The Mancunion also contacted a University spokesperson who commented on changes to the policy, saying that it “will see the University change its relationship with its Investment Managers, which will allow it to pursue an ethical investment approach whilst minimising any potential negative impact on its investment returns.”
They added that “this approach includes a commitment to identifying and promoting low or zero-carbon investments.”
However, the University did not comment on Freedom Of Information requests and have still not confirmed they will consider divestment from fossil fuels.
In 2015, Fossil Free research found that, as of April 2014, the University had £9,528,823 worth of shares in oil and gas companies, including £2,963,822 in Royal Dutch Shell and £2,735,859 in Rio Tinto.
According to the Times Higher Education and The Guardian, 54 Universities in the UK including Oxford, Glasgow, SOAS, KCL, Edinburgh, and Manchester Metropolitan have divested from investments in fossil fuels, which is over a third of all campuses in the nation. More than half of these are Russell Group Universities, whose total commitments to divest stand at around £10.7 billion. 110 Institutions in over 70 countries have pledged some form of divestment from fossil fuels, but the University of Manchester has yet to join the list.
Universities are not, however, the only organisations that have been under pressure to divest from fossil fuels. Recent data released by the website Go Fossil Free reveals that UK councils invest £16.1 billion of their workers’ pensions into companies that extract coal, oil, and gas. Data released by 350.org, Platform, Energy Democracy Project, and Friends of the Earth ranks councils by their fossil fuel investments and allows residents to see every company or fund their local council has invested in.
Compared to 2015 data, these figures show that councils have not made any significant changes to their investments in response to calls from the climate movement, governments, and shareholders to take climate risk into account in the two years since the Paris Agreement on climate change.
In June 2017, UNISON, the largest trade union representing local government workers in the country, passed policy to “seek divestment of Local Government Pension Schemes from fossil fuels over five years”. UNISON’s conference motion passed earlier this year stated: “By divesting the £14 billion currently invested in fossil fuels, local councils can take an important step forward in challenging climate change.”
When it comes to implementing divestment at Universities, government policy is expected to continue to have an impact. Abigail Dombey, The University of Brighton’s environmental manager, says that the financial incentives for generating electricity from renewable sources have been slashed by the government and she argues that there is much less incentive to invest in renewable energy.

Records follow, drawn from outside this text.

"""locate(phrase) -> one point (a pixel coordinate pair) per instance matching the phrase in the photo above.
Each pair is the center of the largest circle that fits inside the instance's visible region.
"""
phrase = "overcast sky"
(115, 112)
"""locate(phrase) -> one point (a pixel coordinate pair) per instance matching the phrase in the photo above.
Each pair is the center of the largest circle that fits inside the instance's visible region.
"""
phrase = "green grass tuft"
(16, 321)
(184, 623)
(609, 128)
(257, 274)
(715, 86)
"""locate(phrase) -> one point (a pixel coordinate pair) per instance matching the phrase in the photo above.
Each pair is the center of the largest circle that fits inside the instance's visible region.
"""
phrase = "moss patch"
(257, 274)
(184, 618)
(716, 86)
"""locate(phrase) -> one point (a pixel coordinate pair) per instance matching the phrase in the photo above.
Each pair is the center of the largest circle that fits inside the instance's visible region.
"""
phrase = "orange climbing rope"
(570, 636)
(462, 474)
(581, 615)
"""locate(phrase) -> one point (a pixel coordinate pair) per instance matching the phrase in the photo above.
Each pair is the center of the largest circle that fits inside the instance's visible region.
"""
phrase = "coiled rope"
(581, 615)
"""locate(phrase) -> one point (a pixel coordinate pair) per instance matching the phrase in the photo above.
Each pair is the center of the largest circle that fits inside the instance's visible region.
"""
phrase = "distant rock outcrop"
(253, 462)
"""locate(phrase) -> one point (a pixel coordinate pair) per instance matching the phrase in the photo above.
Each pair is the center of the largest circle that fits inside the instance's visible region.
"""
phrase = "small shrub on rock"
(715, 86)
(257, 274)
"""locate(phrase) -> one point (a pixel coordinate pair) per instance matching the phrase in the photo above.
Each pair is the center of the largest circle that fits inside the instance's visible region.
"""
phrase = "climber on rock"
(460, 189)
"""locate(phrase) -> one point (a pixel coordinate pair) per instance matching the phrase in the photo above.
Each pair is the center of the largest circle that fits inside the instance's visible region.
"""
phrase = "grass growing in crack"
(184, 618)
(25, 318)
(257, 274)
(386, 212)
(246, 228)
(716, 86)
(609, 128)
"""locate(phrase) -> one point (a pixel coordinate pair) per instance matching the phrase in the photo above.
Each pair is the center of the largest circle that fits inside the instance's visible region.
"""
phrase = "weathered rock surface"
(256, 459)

Dr Victoria Johnson from the University of Manchester’s sustainable consumption institute thinks that divestment campaigns are worthwhile and said: “Divestment campaigns are clearly symbolic actions, with the aim of creating the sense that an industry is a pariah.”
“They certainly aren’t a magic bullet to industry destabilisation. But they can be the precursor to change across multiple domains: industry, technologies and infrastructure, public policies and political power, knowledge base, user relations and markets and culture.”